The Yamuna River, a vital water source for multiple cities, faces severe pollution from industrial discharges, challenging the health of ecosystems and human populations. Existing methods to examine quality of water, particularly the Water Quality Index, rely on time-consuming and costly data collection processes, and traditional predictive models struggle to adapt to evolving environmental challenges. This necessitates advanced approaches to accurately and timely predict WQI, crucial for effective management of water resources.


This research employs machine learning approaches to predict WQI, emphasizing the limitations of current models. The study explores the potential of several models. Additionally, a novel hybrid methodology is proposed, integrating Latent Semantic Analysis (LSA) for dimensionality reduction and Extreme Gradient Boosting for enhanced prediction.


Water samples from nine diverse locations along the Yamuna River, with a focus on industrial areas, are collected and analysis is performed for various parameters. The calculated WQI is then subjected to various machine learning models and the proposed hybrid approach. The evaluation criteria include accuracy, responsiveness, and the ability to predict WQI based on limited, significant parameters.

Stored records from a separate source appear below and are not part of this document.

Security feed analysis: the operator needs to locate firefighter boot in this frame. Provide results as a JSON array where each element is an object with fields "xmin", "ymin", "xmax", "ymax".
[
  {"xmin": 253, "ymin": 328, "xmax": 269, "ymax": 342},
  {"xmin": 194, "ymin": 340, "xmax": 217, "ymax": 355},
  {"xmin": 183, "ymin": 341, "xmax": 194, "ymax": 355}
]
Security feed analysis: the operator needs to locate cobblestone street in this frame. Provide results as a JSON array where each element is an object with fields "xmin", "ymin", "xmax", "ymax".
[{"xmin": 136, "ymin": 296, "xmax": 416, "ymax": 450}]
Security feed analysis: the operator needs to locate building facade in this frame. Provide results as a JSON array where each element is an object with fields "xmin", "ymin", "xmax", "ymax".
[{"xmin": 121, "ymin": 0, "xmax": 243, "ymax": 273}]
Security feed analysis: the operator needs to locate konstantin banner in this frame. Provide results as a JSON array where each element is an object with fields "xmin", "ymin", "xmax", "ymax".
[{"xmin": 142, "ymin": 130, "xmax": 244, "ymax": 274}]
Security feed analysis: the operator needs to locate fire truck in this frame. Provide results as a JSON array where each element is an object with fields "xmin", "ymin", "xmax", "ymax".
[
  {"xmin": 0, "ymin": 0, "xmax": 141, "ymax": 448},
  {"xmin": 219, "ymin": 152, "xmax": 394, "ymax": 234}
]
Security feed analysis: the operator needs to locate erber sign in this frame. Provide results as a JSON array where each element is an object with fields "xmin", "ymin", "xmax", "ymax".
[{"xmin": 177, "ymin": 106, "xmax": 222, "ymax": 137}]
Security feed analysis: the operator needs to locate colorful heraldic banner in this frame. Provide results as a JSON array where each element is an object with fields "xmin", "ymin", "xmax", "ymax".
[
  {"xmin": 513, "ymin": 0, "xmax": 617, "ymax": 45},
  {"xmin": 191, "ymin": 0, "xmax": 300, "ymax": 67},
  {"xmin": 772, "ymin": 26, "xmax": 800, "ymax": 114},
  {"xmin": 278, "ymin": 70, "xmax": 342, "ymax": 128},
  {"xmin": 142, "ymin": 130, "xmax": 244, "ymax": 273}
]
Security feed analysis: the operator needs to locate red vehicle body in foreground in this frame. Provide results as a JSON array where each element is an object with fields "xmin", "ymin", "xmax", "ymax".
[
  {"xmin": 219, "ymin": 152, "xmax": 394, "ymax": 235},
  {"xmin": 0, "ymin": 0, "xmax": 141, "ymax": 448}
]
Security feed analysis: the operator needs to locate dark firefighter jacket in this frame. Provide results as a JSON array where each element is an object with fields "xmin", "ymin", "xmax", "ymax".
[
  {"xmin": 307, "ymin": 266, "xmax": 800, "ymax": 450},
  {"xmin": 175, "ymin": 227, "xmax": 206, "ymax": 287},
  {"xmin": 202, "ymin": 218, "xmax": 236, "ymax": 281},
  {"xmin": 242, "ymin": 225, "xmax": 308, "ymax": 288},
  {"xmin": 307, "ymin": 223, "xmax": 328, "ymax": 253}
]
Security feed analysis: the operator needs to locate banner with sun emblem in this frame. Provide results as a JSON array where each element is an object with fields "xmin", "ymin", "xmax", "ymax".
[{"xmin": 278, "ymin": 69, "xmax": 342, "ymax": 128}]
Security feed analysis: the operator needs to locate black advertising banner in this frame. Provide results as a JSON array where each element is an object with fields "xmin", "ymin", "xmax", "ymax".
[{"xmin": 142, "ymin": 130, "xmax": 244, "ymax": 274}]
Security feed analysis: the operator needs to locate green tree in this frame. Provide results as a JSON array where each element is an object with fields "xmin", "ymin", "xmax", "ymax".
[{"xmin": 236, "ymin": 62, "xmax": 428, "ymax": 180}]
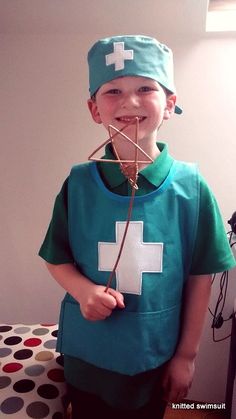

The research demonstrates the effectiveness of proposed hybrid methodology in predicting WQI. The hybrid methodology, combining LSA and Extreme Gradient Boosting, achieves a remarkable maximum accuracy of 95.2%, surpassing other models and state-of-the-art techniques. The study contributes valuable insights into water quality assessment, offering a data-driven, efficient, and accurate approach to predict WQI, essential for sustainable water resource management.